At the beginning of the month, in our article on the future of the Piccadilly Line, Pedantic of Purley indicated that London commuters would almost certainly see Piccadilly Line trains stopping at Turnham Green on a permanent basis after the Line was upgraded.
The reasons for this were as much (if not more) technical as for the benefit of commuters (bolding mine):
As we have already seen though, the upgrade of the Piccadilly Line raises a couple of issues regarding stopping at Turnham Green. The first is that if the District Line no longer goes to Ealing Broadway then it would make some sense for Piccadilly Line trains to stop at Turnham Green as the first (or last) station served by both lines. This would avoid longer journey times for journeys such Richmond to Acton Town as well as reduce others such as Heathrow to Richmond. The latter could probably more sensibly be done by bus to Feltham and then main line train but for those relying on the Underground Map or with bulky luggage the Underground will always be the more obvious option.

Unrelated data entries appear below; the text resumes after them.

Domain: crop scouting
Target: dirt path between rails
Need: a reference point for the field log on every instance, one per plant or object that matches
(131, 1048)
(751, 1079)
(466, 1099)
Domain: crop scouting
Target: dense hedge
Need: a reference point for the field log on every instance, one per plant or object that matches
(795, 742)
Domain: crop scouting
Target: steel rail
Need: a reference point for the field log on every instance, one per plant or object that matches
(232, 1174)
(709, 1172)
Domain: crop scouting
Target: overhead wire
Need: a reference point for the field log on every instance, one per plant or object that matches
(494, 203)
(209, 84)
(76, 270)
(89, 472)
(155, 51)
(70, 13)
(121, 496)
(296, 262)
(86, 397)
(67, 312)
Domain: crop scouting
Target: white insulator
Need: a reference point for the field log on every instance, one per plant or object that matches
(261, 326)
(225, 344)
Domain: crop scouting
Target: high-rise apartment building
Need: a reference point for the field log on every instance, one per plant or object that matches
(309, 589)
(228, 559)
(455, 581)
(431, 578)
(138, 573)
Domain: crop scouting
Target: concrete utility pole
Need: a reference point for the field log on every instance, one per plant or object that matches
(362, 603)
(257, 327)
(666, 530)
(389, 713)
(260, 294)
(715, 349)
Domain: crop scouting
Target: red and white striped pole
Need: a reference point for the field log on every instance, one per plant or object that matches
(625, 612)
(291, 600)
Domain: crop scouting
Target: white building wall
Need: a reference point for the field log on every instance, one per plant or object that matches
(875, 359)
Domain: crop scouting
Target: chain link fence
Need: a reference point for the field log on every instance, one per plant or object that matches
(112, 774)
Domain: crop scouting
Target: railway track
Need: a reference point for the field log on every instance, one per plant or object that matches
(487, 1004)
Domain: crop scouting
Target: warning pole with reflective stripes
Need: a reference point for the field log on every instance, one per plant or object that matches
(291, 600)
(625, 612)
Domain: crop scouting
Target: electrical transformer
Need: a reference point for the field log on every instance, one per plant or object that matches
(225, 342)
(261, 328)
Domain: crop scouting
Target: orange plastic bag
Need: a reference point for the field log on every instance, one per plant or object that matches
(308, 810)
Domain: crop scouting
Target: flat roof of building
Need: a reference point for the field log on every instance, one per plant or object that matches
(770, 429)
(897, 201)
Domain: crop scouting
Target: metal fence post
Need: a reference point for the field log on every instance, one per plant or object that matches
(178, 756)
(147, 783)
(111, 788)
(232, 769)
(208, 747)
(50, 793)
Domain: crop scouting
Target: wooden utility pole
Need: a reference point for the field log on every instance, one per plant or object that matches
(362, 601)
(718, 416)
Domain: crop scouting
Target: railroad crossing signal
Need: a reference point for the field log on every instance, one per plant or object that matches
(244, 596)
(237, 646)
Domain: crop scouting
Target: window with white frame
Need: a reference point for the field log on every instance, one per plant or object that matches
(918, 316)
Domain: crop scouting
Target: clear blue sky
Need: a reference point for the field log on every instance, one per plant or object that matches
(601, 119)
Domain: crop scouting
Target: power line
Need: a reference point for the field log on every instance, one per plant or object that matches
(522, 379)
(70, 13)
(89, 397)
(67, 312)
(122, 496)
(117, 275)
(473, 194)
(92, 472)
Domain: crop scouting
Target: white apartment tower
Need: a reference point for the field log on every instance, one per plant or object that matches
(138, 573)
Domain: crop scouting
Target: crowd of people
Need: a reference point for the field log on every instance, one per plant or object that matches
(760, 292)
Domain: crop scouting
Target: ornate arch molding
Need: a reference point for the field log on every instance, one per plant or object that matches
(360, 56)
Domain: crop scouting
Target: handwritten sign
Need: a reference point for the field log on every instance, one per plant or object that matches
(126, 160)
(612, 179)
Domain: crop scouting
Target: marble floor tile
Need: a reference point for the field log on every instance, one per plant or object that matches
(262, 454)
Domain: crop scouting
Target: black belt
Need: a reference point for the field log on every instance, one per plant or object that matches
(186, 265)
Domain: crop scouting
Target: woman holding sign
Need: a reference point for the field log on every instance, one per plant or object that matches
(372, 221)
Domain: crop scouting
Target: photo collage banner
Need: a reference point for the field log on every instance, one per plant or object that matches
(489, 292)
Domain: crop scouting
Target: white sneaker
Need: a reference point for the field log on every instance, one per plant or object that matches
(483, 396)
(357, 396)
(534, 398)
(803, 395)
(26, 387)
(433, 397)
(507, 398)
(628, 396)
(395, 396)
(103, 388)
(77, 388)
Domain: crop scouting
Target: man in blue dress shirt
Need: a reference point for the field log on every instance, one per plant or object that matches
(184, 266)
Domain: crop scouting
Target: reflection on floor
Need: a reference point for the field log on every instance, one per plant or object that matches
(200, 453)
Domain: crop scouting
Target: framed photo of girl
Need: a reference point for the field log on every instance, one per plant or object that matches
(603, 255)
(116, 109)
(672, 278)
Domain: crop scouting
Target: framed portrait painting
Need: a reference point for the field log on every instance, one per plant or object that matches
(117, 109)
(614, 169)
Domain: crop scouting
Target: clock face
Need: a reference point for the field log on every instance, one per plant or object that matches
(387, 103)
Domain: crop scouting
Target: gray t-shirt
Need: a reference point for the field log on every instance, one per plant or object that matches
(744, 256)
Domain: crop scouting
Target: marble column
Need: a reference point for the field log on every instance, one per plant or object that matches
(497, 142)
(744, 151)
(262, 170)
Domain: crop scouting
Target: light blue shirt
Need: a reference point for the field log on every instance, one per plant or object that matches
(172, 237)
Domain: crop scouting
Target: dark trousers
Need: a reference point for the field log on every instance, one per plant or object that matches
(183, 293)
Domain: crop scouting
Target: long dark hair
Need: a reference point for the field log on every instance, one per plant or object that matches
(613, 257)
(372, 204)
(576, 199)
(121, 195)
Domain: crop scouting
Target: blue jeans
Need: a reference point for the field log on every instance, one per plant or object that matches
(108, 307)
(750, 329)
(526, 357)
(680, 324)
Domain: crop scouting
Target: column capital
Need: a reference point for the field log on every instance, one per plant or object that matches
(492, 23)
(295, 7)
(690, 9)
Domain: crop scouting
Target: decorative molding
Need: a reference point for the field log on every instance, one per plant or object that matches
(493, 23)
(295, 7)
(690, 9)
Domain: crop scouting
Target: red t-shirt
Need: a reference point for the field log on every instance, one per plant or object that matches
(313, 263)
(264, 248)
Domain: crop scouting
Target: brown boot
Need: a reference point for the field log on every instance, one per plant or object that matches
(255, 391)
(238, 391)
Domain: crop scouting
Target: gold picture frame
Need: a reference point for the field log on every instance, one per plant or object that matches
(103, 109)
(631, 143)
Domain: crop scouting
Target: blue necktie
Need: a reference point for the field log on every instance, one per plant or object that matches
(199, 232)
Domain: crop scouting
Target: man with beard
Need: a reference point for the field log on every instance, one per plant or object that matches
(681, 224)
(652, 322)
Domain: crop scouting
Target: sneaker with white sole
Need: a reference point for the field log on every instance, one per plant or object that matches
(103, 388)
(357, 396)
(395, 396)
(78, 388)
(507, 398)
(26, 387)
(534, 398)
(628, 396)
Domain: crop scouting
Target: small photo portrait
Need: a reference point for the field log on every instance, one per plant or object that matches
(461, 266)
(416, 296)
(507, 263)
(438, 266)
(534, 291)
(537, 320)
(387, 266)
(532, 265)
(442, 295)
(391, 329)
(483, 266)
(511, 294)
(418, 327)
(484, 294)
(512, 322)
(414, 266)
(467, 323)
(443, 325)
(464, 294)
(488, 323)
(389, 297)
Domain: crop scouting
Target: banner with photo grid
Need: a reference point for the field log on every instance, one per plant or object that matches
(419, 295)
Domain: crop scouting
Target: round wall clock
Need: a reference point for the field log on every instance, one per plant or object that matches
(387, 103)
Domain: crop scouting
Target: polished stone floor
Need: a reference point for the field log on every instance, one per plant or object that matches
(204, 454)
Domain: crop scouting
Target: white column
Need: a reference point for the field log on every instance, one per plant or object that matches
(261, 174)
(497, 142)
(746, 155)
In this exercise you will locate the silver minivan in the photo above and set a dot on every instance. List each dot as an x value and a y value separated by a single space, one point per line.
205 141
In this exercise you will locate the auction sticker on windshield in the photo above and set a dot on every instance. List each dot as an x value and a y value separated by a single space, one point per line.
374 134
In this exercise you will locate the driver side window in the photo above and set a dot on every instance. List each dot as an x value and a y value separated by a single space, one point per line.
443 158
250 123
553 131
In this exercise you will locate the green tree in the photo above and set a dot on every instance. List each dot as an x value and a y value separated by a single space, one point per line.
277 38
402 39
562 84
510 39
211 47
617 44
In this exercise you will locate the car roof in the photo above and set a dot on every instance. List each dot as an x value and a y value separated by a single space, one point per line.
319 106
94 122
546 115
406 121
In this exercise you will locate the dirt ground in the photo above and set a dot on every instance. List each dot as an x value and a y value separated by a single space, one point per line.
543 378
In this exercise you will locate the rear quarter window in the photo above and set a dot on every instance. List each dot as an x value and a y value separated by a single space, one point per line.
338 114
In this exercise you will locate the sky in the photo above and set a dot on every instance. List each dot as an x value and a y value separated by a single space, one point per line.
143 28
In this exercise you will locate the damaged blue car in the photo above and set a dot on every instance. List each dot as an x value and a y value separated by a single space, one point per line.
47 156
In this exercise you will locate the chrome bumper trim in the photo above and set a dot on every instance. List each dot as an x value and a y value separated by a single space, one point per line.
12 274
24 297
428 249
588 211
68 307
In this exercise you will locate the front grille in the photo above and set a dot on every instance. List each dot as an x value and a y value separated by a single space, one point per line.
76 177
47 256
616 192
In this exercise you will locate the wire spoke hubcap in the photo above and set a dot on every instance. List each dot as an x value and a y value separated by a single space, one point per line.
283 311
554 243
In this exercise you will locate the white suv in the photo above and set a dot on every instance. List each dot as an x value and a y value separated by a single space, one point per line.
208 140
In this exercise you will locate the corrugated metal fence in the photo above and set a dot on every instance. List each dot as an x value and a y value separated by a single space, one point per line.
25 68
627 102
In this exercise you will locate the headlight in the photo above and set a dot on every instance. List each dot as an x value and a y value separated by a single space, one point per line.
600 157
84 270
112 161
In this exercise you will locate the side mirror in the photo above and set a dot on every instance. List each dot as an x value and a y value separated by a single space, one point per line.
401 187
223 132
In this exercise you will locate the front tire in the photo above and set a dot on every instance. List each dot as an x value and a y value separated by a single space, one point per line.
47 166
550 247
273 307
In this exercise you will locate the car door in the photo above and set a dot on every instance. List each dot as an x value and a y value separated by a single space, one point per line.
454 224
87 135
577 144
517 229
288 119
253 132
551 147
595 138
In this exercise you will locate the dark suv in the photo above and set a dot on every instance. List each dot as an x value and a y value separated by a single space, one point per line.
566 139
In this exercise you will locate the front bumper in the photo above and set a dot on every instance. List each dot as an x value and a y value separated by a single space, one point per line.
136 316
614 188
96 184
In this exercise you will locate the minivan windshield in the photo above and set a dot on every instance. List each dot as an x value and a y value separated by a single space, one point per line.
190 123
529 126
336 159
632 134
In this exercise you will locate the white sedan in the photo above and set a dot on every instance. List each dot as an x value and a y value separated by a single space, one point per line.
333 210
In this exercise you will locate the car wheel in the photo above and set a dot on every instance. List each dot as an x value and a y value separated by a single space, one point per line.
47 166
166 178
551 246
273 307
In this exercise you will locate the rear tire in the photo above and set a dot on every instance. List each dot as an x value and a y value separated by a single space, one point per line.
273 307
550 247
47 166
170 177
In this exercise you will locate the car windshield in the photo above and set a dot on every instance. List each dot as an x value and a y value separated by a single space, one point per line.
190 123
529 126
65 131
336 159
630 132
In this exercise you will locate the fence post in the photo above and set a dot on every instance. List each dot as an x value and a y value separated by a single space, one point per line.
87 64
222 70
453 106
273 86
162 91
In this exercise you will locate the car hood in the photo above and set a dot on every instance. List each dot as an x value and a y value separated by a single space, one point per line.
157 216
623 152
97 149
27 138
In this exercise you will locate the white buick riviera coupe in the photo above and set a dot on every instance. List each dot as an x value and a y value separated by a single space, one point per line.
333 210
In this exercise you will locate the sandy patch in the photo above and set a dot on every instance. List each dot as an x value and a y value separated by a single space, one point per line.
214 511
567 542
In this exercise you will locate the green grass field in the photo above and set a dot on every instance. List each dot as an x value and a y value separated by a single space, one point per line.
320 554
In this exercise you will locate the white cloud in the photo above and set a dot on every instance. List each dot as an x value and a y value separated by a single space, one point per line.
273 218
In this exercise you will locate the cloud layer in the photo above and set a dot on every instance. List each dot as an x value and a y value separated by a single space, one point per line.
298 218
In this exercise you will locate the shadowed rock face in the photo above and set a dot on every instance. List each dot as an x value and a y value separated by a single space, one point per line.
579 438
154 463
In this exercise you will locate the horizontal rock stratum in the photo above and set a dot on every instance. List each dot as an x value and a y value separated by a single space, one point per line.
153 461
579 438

The other issue at Turnham Green is platform edge doors. These are extremely expensive to install, so realistically you either have to abandon stops at Turnham Green or you have to make installing the platform edge doors worthwhile by having trains call there all day. It is likely significant that London Underground recently launched a consultation for views on additional Piccadilly Line trains stopping at Turnham Green. Whilst this was partially done because of local pressure to provide a better service at that station and the timing was probably not what London Underground would have liked (far too early), the idea in principle probably did not go down too badly at LU headquarters. It has the feel of similar consultations on direct services to Chesham or withdrawing the District Line to Olympia on weekdays – all part of the process of getting the pieces to fit into the final scheme.
Today, TfL have released a press announcement confirming that this will indeed be the case:
Piccadilly line services to stop at Turnham Green following line upgrade
- More than 14,000 responses to public engagement received
- Night Tube will stop at station during 2015
Following the Mayor’s promise in 2012 and the results of a huge engagement programme to gather views on Piccadilly line services, Transport for London (TfL) has confirmed that Piccadilly line trains will stop at Turnham Green once the line has been upgraded.
The engagement programme was carried out between August and October to gauge people’s opinion of the line and to gather feedback on how TfL could improve the line’s services overall. More than 14,000 responses were received from over 70 postcode areas.
Feedback from customers and stakeholders demonstrated strong local support for changing stopping arrangements at Turnham Green throughout the day. Currently, due to a limited number of available trains and outdated signalling which prevents trains being run closer together, it is not possible to stop more services at the station without increasing journey times across the rest of the line. However, TfL now plans to stop Piccadilly line trains at Turnham Green all day once the line is modernised, a new, larger fleet of trains is in place and improved signalling systems are installed.
The press release may brush over the technical pressures for this change, but ultimately this will represent good news for those passengers who have pushed for it.
It is worth remembering, however, that the press release doesn’t carry a proposed timescale for a reason. As we made clear in the Piccadilly Line article, the upgrade programme is still being defined, and ultimately any change to stopping at Turnham Green will – again for technical reasons – come at the end of the upgrade programme, not the beginning. Crossrail will need to be in place to provide additional relief for Heathrow traffic and all the old 1973 stock trains, with their less optimal performance capability, will need to be withdrawn.
Those excited by this news should thus manage their expectations, as 2023 is likely the most realistic estimate for this happening.